Sur la demande principale
Aux termes de l'article 1116 du code civil, le dol est une cause de nullité de la convention lorsque les manoeuvres pratiquées par l'une des parties sont telles qu'il est évident que, sans ces manoeuvres, l'autre partie n'aurait pas contracté. Il ne se présume pas et doit être prouvé.
Il résulte de ces dispositions, d'une part, que les manoeuvres dolosives, doivent être antérieures ou concomitantes à l'acte dont la nullité est demandée, et d'autre part, qu'elles doivent émaner du co contractant à l'exclusion de tiers, sauf si l'erreur provoquée par le dol porte sur la substance même du contrat.
Il s'ensuit que les griefs reprochés à Madame G. ou à Monsieur T., à les supposer établis, ne peuvent fonder la demande en nullité de l'acte litigieux.
La cour observe en outre qu'aux termes de la convention de mise en jeu de garantie d'actif et de passif conclue le 3 octobre 2003, et validée par l'arrêt de la cour d'appel de Paris du 31 mars 2006, la société MAGIC LINE, s'est engagée, en contrepartie de l'engagement de Monsieur S. à assurer une transmission paisible de l'entreprise et à prendre en charge les conséquences du licenciement de Madame G., à renoncer définitivement et irrévocablement à titre transactionnel à tous recours ultérieurs contre le garant.
Il s'ensuit que c'est à juste titre que les premiers juges ont estimé que l'appelante ne pouvait pas fonder son action sur les agissements de Madame G..
L'appelante ne peut sérieusement soutenir qu'elle ne connaissait pas les liens qui unissaient Monsieur S. à Madame G. et à Monsieur T., dès lors qu'elle indique elle-même dans son assignation devant le tribunal que Monsieur S. alla même plus loin en indiquant dès la première réunion [antérieure à la vente des actions], à Monsieur A. que, le plus important pour lui, au-delà de l'encaissement du prix, était d'avoir l'assurance que l'entreprise ne serait pas restructurée et que sa compagne Madame G. dont l'investissement dans l'entreprise représentait toute sa vie ne serait pas écartée.' et que Monsieur S. avait, selon elle, la volonté de mettre sa propre famille à l'abri des besoins et de faire plaisir à sa compagne, Madame G..
Les pièces et attestations produites par l'appelante, si elles démontrent le climat qui régnait au sein de l'entreprise au moment du licenciement de Madame G., et postérieurement à celui-ci, ne permettent pas d'établir des manoeuvres dolosives antérieures ou concomitantes à l'acte litigieux.
La création de la société LP GRAPHIC ne peut s'analyser davantage comme la preuve d'une manoeuvre dolosive.
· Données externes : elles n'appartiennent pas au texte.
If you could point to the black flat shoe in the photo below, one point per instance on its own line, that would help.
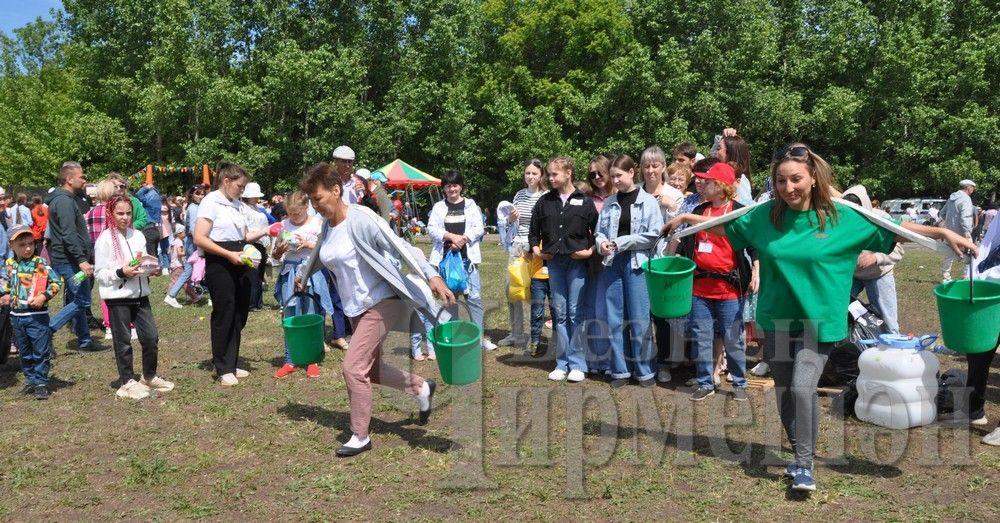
(346, 452)
(426, 414)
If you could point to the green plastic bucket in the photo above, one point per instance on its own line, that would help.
(669, 281)
(304, 338)
(459, 352)
(969, 325)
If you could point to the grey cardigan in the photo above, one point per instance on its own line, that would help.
(387, 254)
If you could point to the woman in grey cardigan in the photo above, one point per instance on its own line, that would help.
(368, 261)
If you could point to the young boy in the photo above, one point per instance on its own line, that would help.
(27, 285)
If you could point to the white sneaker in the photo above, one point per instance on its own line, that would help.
(993, 438)
(158, 383)
(133, 390)
(170, 300)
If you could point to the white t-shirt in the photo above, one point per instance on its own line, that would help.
(229, 221)
(308, 231)
(358, 285)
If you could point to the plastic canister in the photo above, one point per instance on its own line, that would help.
(897, 384)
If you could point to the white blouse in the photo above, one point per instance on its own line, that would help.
(228, 217)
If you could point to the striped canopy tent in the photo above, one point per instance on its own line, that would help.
(402, 175)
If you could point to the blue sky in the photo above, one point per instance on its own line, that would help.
(16, 13)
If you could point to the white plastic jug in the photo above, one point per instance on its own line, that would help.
(897, 384)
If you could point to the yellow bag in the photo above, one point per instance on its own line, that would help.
(519, 279)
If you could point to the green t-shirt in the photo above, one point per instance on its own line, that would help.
(805, 273)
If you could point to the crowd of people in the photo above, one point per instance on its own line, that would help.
(780, 275)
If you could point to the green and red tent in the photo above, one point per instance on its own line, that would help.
(402, 175)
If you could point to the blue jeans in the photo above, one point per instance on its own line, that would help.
(627, 305)
(566, 279)
(539, 293)
(711, 319)
(473, 300)
(165, 252)
(77, 300)
(182, 279)
(595, 314)
(284, 288)
(34, 341)
(882, 295)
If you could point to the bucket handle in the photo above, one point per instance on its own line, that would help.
(437, 317)
(303, 294)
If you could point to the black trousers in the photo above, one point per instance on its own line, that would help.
(978, 376)
(122, 314)
(229, 287)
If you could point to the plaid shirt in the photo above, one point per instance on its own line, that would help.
(96, 219)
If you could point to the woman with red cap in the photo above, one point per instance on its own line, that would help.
(722, 277)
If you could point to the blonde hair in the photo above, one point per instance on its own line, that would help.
(563, 163)
(821, 195)
(105, 190)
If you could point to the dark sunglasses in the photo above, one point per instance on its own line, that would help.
(799, 151)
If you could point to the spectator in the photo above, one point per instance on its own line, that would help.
(956, 216)
(39, 222)
(71, 252)
(152, 202)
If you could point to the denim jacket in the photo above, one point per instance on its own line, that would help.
(647, 220)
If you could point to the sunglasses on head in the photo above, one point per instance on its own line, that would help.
(798, 151)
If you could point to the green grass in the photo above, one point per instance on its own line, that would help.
(264, 450)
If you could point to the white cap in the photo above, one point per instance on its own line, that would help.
(343, 152)
(504, 209)
(252, 190)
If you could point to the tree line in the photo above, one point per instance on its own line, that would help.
(899, 94)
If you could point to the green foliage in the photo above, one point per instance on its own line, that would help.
(899, 95)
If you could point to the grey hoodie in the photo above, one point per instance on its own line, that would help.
(69, 240)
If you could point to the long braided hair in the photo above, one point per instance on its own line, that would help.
(116, 245)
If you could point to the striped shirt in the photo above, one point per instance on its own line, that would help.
(524, 202)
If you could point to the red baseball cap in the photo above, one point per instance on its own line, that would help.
(720, 172)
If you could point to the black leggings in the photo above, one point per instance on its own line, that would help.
(978, 376)
(229, 287)
(135, 312)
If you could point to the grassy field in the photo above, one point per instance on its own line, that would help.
(516, 447)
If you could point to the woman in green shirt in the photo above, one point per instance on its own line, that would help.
(808, 245)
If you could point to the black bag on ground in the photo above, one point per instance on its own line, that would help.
(952, 396)
(842, 365)
(842, 405)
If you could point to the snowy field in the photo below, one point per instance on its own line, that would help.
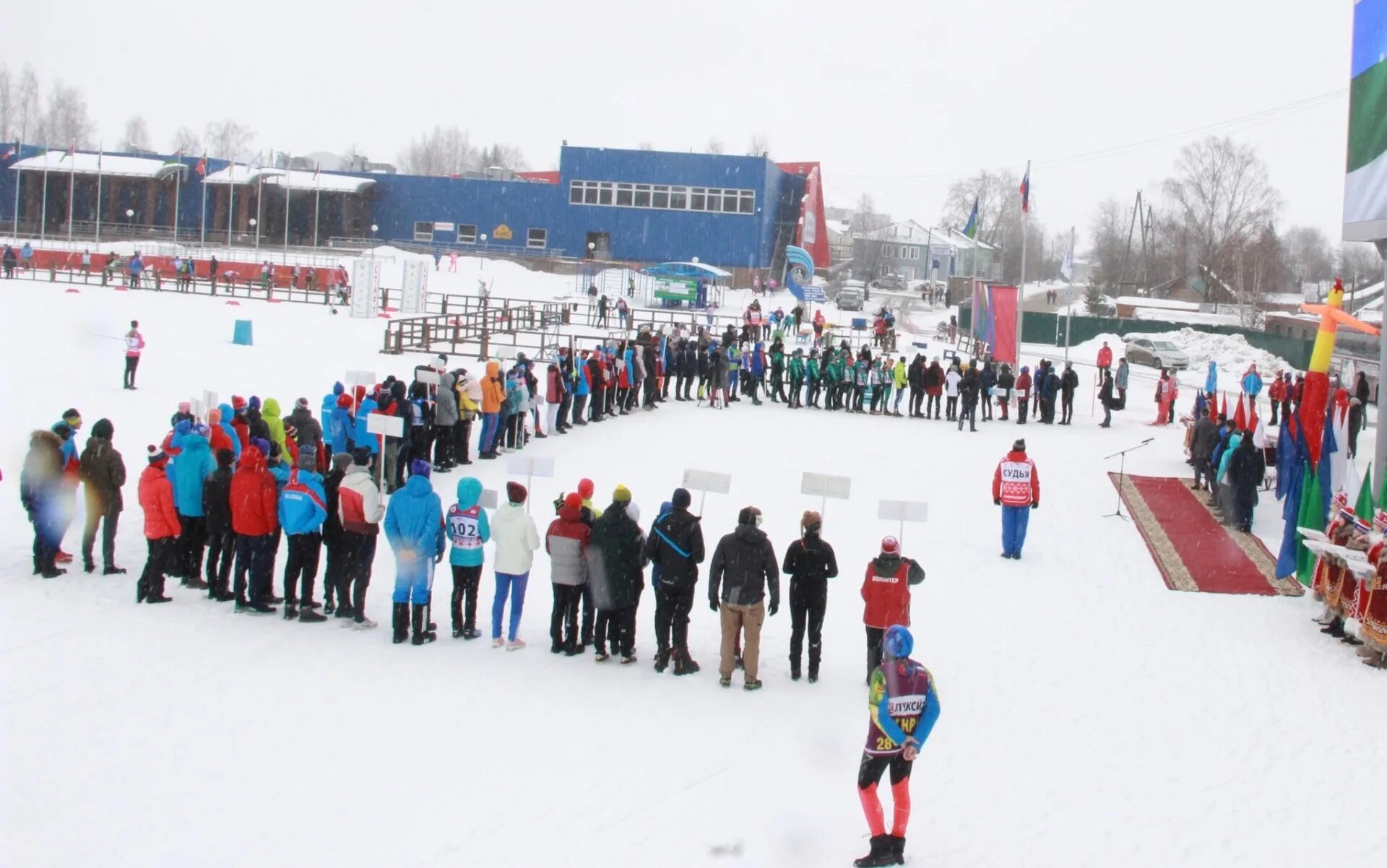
(1089, 716)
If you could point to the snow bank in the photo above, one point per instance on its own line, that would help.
(1231, 351)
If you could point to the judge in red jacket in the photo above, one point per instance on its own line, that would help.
(161, 527)
(1016, 488)
(886, 594)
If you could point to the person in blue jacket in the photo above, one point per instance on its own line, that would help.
(303, 508)
(188, 473)
(1253, 383)
(415, 530)
(469, 530)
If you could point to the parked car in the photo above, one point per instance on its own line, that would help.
(1157, 354)
(850, 295)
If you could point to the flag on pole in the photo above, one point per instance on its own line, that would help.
(971, 226)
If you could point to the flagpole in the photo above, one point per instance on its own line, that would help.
(100, 153)
(1021, 290)
(72, 178)
(1068, 298)
(43, 206)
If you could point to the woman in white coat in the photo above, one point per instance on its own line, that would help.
(517, 538)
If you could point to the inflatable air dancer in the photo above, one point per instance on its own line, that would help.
(903, 711)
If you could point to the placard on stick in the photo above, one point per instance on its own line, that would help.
(824, 486)
(707, 482)
(902, 512)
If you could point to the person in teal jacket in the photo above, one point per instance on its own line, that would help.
(469, 530)
(415, 530)
(186, 473)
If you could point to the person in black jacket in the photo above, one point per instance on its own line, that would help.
(333, 572)
(616, 559)
(676, 548)
(811, 563)
(744, 565)
(221, 539)
(1068, 383)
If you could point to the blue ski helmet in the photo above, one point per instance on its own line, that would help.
(898, 643)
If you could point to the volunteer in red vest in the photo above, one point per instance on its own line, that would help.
(1016, 488)
(886, 594)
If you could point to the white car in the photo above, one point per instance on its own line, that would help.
(1157, 354)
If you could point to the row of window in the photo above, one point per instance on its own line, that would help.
(662, 196)
(535, 238)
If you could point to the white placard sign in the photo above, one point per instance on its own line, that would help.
(824, 486)
(390, 426)
(412, 289)
(705, 480)
(530, 466)
(902, 511)
(365, 279)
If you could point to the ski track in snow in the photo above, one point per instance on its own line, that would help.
(1089, 716)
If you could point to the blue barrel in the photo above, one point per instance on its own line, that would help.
(243, 333)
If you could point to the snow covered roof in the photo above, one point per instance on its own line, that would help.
(289, 178)
(1165, 304)
(111, 165)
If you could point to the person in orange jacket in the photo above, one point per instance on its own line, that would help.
(493, 396)
(161, 527)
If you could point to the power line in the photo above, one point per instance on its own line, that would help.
(1088, 156)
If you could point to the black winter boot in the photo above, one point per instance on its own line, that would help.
(422, 634)
(880, 854)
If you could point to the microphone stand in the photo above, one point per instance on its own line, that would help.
(1121, 458)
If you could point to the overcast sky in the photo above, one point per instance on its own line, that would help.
(894, 99)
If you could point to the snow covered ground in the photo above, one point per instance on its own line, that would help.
(1091, 717)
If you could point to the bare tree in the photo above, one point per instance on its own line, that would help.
(440, 152)
(137, 135)
(1224, 199)
(1109, 235)
(505, 157)
(228, 140)
(66, 120)
(186, 142)
(7, 132)
(28, 117)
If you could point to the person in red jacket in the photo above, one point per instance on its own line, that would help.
(1023, 394)
(1105, 360)
(256, 521)
(1016, 488)
(161, 527)
(886, 594)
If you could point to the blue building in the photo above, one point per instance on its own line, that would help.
(735, 212)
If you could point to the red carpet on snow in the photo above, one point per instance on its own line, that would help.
(1189, 545)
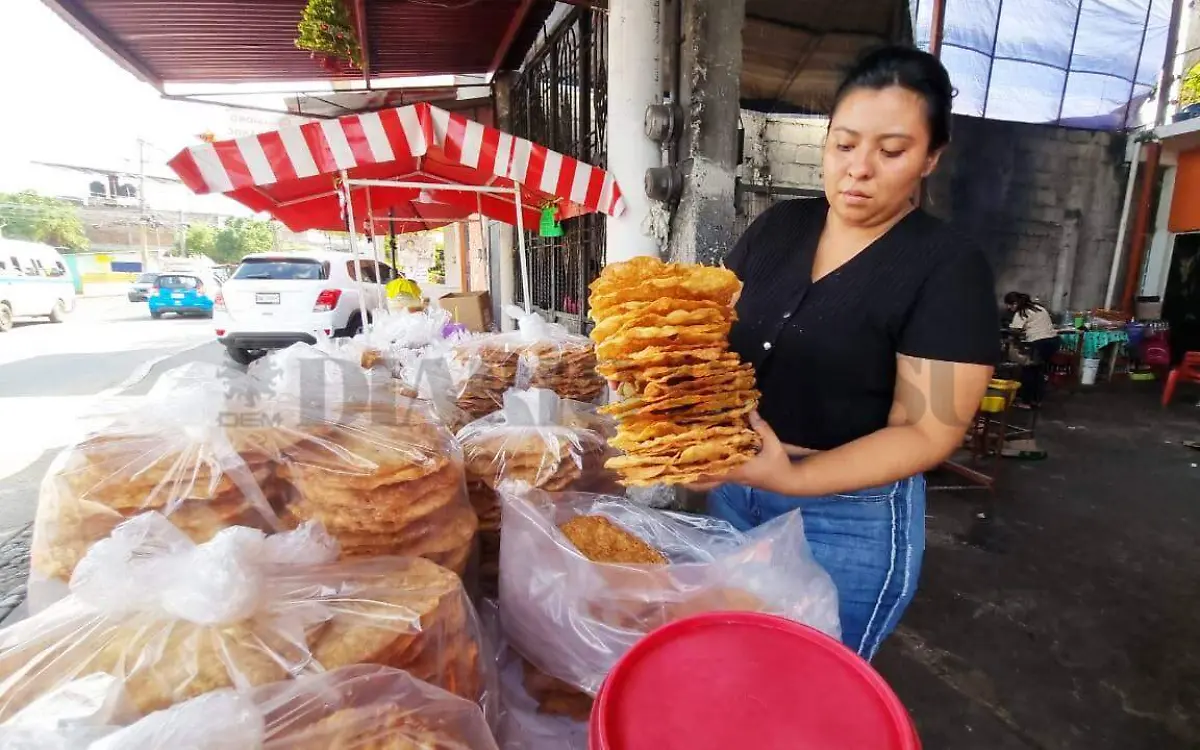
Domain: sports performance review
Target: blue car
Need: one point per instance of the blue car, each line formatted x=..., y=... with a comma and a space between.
x=181, y=294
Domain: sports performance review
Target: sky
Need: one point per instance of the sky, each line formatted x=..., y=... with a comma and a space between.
x=65, y=101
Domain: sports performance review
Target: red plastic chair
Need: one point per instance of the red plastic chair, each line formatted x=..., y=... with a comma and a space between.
x=1188, y=371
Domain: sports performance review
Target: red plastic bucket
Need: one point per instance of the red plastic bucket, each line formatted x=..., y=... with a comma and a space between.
x=742, y=679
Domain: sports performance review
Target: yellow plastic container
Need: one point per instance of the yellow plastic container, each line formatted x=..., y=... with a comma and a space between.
x=993, y=405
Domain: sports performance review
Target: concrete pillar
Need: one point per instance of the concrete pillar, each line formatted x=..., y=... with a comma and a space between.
x=711, y=61
x=634, y=84
x=503, y=245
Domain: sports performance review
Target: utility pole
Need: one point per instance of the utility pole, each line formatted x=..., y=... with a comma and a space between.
x=142, y=203
x=183, y=234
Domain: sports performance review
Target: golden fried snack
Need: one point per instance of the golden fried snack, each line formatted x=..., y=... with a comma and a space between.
x=556, y=697
x=202, y=480
x=663, y=339
x=383, y=489
x=408, y=613
x=600, y=540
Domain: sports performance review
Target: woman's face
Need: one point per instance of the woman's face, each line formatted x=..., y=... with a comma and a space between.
x=876, y=154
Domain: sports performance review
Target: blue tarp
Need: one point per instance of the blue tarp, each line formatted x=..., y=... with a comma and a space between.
x=1077, y=63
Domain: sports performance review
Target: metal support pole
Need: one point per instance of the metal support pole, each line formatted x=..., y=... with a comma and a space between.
x=937, y=28
x=1169, y=55
x=521, y=250
x=483, y=229
x=354, y=249
x=1140, y=227
x=1119, y=251
x=375, y=250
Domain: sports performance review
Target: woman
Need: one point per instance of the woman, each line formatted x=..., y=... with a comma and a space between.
x=1041, y=339
x=873, y=330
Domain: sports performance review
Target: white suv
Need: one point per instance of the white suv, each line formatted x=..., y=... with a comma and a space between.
x=275, y=300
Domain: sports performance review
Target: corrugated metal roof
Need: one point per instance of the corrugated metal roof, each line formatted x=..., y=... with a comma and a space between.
x=229, y=41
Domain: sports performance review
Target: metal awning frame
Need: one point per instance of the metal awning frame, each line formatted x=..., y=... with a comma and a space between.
x=347, y=186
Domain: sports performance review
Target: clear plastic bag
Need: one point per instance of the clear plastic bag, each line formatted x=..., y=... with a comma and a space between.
x=173, y=619
x=305, y=438
x=574, y=618
x=527, y=723
x=538, y=354
x=195, y=449
x=393, y=335
x=535, y=438
x=70, y=717
x=361, y=707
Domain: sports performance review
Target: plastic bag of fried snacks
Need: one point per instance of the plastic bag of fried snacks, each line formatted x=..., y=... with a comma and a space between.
x=585, y=576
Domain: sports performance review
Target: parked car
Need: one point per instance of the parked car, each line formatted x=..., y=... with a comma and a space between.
x=141, y=289
x=181, y=294
x=274, y=300
x=34, y=283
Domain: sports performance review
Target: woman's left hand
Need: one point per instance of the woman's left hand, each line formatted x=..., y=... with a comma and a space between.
x=766, y=471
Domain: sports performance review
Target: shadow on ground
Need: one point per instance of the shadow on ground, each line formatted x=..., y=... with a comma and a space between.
x=1078, y=625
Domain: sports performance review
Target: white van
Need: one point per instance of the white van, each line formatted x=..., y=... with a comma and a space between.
x=34, y=283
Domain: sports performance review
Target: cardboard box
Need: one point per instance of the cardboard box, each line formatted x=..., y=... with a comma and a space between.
x=471, y=309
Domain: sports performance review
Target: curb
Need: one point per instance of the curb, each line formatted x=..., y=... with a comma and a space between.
x=144, y=371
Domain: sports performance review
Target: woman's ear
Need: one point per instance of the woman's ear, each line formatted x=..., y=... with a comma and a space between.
x=931, y=162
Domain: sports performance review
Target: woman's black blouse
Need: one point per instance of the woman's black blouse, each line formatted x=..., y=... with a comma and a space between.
x=826, y=352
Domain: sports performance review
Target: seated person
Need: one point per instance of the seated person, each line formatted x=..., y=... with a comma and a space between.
x=1039, y=340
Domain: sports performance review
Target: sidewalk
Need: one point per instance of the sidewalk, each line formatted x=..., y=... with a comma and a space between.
x=1075, y=624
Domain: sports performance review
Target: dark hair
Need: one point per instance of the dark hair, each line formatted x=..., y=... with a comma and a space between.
x=1024, y=303
x=909, y=69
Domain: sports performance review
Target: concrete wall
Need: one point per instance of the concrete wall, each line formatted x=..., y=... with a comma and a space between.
x=1045, y=201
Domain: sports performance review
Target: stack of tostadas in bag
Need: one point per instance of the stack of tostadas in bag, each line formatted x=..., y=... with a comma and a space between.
x=663, y=337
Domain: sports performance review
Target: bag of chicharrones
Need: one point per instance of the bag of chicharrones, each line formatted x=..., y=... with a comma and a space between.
x=537, y=712
x=535, y=438
x=196, y=448
x=538, y=354
x=173, y=619
x=70, y=717
x=431, y=375
x=585, y=576
x=363, y=707
x=389, y=336
x=379, y=469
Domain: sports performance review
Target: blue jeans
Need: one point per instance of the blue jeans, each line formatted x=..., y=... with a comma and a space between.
x=870, y=543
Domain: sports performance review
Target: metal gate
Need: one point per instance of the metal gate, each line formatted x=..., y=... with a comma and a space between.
x=561, y=101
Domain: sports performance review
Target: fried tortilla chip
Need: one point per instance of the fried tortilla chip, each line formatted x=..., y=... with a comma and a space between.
x=600, y=540
x=618, y=324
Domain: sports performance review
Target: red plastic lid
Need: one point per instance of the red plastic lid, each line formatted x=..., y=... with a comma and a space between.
x=742, y=679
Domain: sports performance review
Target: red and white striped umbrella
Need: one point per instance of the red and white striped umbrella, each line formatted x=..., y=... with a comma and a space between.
x=294, y=173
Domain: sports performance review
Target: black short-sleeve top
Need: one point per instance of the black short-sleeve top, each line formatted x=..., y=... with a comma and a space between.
x=826, y=352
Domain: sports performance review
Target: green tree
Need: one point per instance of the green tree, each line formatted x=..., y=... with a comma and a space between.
x=1189, y=88
x=29, y=216
x=201, y=240
x=231, y=243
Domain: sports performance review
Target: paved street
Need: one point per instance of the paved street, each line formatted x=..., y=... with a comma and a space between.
x=52, y=377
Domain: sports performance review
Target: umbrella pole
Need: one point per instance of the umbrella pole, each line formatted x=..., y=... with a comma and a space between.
x=521, y=249
x=354, y=249
x=375, y=252
x=483, y=238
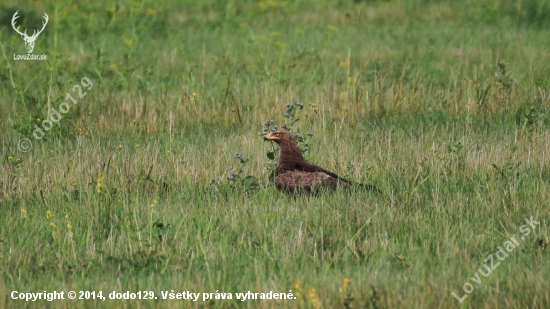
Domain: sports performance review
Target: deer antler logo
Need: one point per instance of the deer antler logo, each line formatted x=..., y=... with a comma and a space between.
x=29, y=40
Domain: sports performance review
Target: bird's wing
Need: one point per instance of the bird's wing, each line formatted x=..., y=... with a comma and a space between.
x=307, y=182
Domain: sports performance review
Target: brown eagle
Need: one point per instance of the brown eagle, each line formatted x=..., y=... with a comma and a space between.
x=294, y=174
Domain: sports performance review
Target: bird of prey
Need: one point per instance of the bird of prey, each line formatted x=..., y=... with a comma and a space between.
x=295, y=175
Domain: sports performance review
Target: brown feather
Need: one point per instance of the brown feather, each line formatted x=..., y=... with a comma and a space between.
x=294, y=174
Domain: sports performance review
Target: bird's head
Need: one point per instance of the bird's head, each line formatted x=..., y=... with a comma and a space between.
x=279, y=136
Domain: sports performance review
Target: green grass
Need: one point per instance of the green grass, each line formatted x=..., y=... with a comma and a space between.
x=442, y=105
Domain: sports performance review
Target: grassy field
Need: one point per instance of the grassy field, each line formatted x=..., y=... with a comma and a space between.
x=443, y=105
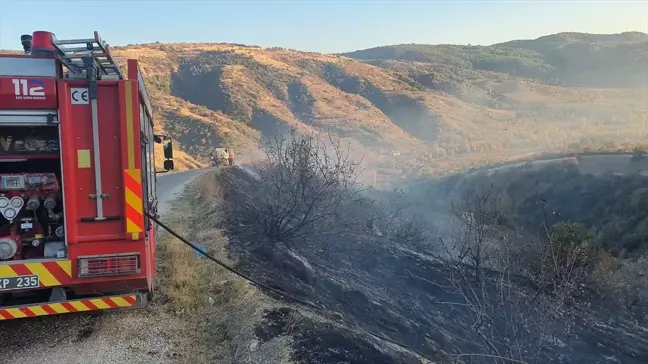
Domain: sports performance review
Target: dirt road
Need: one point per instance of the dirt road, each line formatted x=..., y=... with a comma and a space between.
x=136, y=336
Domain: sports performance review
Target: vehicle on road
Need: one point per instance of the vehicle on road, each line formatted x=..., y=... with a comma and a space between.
x=221, y=157
x=77, y=180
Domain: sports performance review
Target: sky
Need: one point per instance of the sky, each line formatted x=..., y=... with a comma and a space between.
x=320, y=26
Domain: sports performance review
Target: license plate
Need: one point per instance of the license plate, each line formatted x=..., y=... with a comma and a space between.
x=13, y=182
x=20, y=282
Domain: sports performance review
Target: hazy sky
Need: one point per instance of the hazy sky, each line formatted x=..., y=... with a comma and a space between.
x=323, y=26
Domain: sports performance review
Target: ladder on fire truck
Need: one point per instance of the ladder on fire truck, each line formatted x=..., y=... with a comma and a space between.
x=90, y=59
x=75, y=53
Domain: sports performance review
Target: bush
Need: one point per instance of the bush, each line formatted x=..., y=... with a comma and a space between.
x=303, y=182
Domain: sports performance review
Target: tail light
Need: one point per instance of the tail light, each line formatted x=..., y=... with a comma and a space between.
x=109, y=265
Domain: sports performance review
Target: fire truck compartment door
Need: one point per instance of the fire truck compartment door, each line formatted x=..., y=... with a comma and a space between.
x=28, y=117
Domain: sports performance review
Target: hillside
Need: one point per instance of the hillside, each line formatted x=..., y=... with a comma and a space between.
x=565, y=59
x=440, y=107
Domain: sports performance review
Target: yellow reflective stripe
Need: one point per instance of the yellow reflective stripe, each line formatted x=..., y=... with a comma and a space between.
x=66, y=265
x=133, y=200
x=120, y=302
x=6, y=271
x=100, y=304
x=46, y=278
x=58, y=308
x=16, y=313
x=37, y=310
x=79, y=306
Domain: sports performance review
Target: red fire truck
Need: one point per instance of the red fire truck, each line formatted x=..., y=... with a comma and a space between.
x=77, y=174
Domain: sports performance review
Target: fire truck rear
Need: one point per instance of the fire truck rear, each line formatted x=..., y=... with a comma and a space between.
x=77, y=174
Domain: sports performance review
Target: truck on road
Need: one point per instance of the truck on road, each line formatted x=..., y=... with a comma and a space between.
x=221, y=157
x=77, y=179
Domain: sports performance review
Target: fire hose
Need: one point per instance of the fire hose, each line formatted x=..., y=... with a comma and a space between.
x=277, y=291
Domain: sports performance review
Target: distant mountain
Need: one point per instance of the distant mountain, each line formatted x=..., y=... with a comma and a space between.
x=564, y=59
x=438, y=107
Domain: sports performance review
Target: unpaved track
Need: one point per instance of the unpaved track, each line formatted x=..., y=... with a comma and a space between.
x=133, y=336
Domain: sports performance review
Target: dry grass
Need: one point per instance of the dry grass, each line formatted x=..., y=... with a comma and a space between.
x=222, y=308
x=349, y=98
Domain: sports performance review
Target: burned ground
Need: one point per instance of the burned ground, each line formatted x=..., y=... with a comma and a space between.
x=381, y=288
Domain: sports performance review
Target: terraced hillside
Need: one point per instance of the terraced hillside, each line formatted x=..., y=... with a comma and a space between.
x=438, y=107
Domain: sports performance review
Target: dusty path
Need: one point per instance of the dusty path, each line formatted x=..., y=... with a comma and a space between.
x=135, y=336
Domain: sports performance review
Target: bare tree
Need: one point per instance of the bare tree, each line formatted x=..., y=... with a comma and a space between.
x=304, y=181
x=514, y=322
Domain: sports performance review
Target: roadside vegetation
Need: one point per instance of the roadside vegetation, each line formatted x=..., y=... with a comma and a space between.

S'il n'est pas contesté que Monsieur S. s'était engagé, aux termes de la promesse de vente du 6 mars 2003, à ne pas créer de commerce concurrent dans le délai de 5 ans, cette obligation ne s'imposait qu'à lui-même et l'appelante ne verse aux débats aucun élément permettant d'établir qu'il soit intervenu dans la création ou l'exploitation de la société LP GRAPHIC, dont la cour observe qu'elle a été créée plus de 15 mois après la cession.
Force est de constater au surplus, que si la création de la société LP GRAPHIC a pu jouer un rôle dans les difficultés qui ont conduit à la liquidation judiciaire de la société DISPAG, il résulte des pièces produites, et notamment des attestations établies par d'anciens clients de cette société, qu'elles trouvent également leur origine dans des dysfonctionnements imputables à la société.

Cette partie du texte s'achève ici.